“To remain stable is to refrain from trying to separate yourself from a pain because you know that you cannot.” – Alan Watts
I experienced “it.” That’s the closest I can come to describing it. “It” was an imperceptible, yet world-changing shift experienced deep in the forest. It began innocently enough: out for a walk among the trees, practicing my forest therapy work. I moved through the pleasures of presence, engaged in “what’s in motion,” and crafted spontaneous invitations. Suddenly, I “woke” up.
I saw the dappled orange sun on a tree and stood in silent amazement. I looked around and realized I was no longer apart from the forest; I became a part of it. Everything simply collapsed into one seamless existence. There was no self. No other. There just was.
Carrying the shift
I carried this with me for days. Not clinging to it but changed by it. It radiated out of me, marked by smiles, unrestrained laughter, and lightness.
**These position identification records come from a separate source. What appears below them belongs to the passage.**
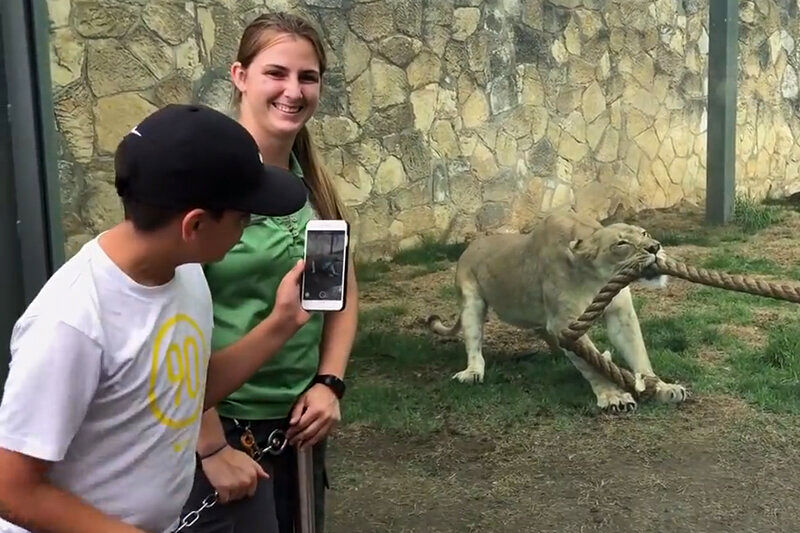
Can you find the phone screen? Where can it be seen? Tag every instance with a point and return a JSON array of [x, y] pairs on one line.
[[324, 273]]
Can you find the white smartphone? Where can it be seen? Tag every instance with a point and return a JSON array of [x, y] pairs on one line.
[[325, 274]]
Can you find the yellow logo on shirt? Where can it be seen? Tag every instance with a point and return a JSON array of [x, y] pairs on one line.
[[177, 372]]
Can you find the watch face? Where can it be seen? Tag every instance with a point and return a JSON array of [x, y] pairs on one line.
[[336, 384]]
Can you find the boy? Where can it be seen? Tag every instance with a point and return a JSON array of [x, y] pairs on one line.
[[110, 362]]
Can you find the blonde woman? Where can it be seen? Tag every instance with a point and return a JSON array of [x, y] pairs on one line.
[[278, 78]]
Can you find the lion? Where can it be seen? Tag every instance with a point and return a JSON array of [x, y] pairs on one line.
[[543, 280]]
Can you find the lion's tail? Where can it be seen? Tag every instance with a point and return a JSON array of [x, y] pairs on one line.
[[437, 326]]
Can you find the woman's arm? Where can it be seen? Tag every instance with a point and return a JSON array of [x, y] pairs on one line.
[[317, 412], [339, 331]]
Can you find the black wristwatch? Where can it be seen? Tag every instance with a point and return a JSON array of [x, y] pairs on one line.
[[335, 384]]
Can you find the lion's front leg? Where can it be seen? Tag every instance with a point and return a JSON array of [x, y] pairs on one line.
[[626, 336], [473, 314], [609, 396]]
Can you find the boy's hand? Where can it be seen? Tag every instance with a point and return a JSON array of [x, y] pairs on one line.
[[233, 474], [287, 299]]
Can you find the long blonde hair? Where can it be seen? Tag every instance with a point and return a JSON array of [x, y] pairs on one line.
[[255, 37]]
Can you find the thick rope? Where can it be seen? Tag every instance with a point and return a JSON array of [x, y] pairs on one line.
[[571, 338]]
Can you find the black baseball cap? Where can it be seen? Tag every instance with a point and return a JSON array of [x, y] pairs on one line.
[[191, 156]]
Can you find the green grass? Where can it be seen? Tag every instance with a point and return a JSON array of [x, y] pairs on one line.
[[737, 264], [401, 378], [706, 236], [429, 252], [769, 376], [749, 217], [753, 216], [368, 271]]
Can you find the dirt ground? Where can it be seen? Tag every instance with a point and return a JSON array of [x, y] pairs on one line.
[[714, 464]]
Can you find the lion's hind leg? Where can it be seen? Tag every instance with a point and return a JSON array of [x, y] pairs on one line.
[[626, 336], [473, 314]]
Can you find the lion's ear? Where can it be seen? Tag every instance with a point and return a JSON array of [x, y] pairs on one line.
[[574, 249]]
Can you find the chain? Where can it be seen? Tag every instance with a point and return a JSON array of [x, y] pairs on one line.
[[188, 520], [276, 443]]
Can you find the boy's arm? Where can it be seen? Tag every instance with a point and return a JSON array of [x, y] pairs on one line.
[[54, 373], [28, 500], [231, 366]]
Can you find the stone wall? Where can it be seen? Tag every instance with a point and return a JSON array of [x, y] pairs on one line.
[[448, 117]]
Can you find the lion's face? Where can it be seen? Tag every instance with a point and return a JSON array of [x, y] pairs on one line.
[[615, 246]]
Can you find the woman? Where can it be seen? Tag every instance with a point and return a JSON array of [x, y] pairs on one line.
[[277, 77]]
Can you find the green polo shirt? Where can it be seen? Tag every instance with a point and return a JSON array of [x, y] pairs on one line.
[[243, 287]]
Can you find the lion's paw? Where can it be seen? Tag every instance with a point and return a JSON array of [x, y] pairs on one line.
[[671, 393], [469, 375], [616, 402]]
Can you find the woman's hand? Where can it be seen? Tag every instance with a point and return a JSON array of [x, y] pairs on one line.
[[287, 307], [233, 474], [314, 416]]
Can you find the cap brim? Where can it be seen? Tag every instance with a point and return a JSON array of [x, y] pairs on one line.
[[279, 193]]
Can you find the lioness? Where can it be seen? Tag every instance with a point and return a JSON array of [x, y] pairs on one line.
[[545, 279]]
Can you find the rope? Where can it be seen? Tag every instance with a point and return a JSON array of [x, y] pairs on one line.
[[572, 337]]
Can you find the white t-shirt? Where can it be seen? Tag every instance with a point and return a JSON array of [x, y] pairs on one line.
[[107, 379]]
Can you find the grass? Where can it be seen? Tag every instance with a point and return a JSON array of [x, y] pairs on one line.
[[401, 377], [753, 216], [429, 252], [368, 271], [749, 217], [734, 263]]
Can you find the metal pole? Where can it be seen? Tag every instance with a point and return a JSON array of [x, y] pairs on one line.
[[305, 486], [723, 29]]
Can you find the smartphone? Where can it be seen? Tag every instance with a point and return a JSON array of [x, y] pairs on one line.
[[325, 274]]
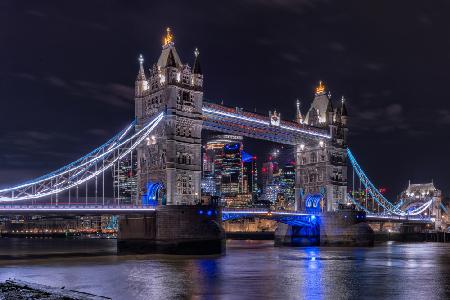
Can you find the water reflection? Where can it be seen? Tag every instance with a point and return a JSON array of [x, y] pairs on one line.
[[250, 270]]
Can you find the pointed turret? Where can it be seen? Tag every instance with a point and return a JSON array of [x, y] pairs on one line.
[[169, 56], [141, 83], [197, 75], [197, 68], [320, 106], [344, 114], [298, 115]]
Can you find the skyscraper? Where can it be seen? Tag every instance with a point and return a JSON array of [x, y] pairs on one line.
[[125, 179]]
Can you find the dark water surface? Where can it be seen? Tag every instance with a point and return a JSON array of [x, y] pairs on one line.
[[250, 270]]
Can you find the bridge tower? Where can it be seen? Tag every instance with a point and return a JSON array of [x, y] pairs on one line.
[[321, 167], [171, 158]]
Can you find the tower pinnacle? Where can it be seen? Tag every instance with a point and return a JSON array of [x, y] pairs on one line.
[[196, 69], [168, 39], [141, 74], [298, 115], [320, 88]]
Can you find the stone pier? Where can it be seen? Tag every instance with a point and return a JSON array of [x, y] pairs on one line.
[[173, 229], [340, 228]]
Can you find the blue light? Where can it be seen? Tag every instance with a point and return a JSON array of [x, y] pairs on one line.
[[246, 157], [232, 147]]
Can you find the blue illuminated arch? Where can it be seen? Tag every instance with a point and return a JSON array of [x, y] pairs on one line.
[[155, 194]]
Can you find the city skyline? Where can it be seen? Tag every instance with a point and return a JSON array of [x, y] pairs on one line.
[[246, 149], [383, 105]]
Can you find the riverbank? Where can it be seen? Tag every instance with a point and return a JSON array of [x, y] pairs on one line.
[[16, 289]]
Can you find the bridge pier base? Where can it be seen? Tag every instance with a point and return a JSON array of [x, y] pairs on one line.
[[300, 236], [340, 228], [173, 229], [345, 228]]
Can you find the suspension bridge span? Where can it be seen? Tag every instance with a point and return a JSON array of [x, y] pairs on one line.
[[161, 199]]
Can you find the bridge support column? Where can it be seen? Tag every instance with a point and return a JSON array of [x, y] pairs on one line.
[[173, 229], [345, 228]]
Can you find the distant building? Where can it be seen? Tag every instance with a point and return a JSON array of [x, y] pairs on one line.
[[250, 171], [125, 180], [287, 183], [213, 163], [232, 173], [269, 174]]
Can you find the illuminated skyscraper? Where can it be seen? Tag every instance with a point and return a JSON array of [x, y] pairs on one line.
[[125, 179], [213, 167], [232, 175]]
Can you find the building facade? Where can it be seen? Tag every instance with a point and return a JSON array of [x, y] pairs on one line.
[[169, 164], [321, 168]]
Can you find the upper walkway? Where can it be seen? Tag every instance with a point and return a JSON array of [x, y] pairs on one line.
[[236, 121], [284, 216]]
Yet slowly, surely, there was gentle erosion. Being human set in again: deadlines, problems, and negative energies all wore me down. I didn’t notice immediately, though signs appeared: poor sleep, rising frustration, withdrawal. My smile dropped a little. The laughter less frequent. Eventually, “serious” set in, carried by the weight of responsibility.
Chaos ensues
Chaos crashed relentlessly into my day. One meeting after another left no space to breathe. The final meeting was too much: Problems piled onto my shoulders, and I felt it deeply in my being. Ready to pull my hair out, I decided instead to practice my medicine: sitting down and creating space for whatever arose.
Tears came. They were a release, though not a fix. When a friend called, I told her, “I can’t do this anymore.” Perhaps she couldn’t grasp the full weight, yet she held space. She offered a measure of relief, and I was thankful for her.
Temptation with clarity
Later, walking down the beer aisle in a grocery store, I considered numbing the pain with a cold drink. But that’s not who I am anymore. Instead, I went home and ran. My body, an old friend of many decades now, relished the opportunity to move, propelling me along further and faster than I would have guessed.
Afterwards, playing a mindless game on my iPad, I understood: I understood why we drink. Why we dive into mindless distractions.
To numb. To distract. To project. To do anything but feel pain.
The invitation
Being human means experiencing pain. Raw, unrestrained pain (physical, emotional, mental) strong enough to evoke tears and deep weariness. Sometimes it arrives in slowly, like a darkening sky; other times, it crashes with the full force of a furious storm. It comes from many places: grief, responsibility, fear, and so much more.
We can push this pain away, or we can truly experience it. If experienced fully, pain cleanses us and offers an invitation. My invitation was clear: Let go.
Let go of trying to fix the world. Let go of trying to save everyone. Let go of trying to solve it all.
I wonder, if you allow yourself the full experience of your pain, what truth might it reveal?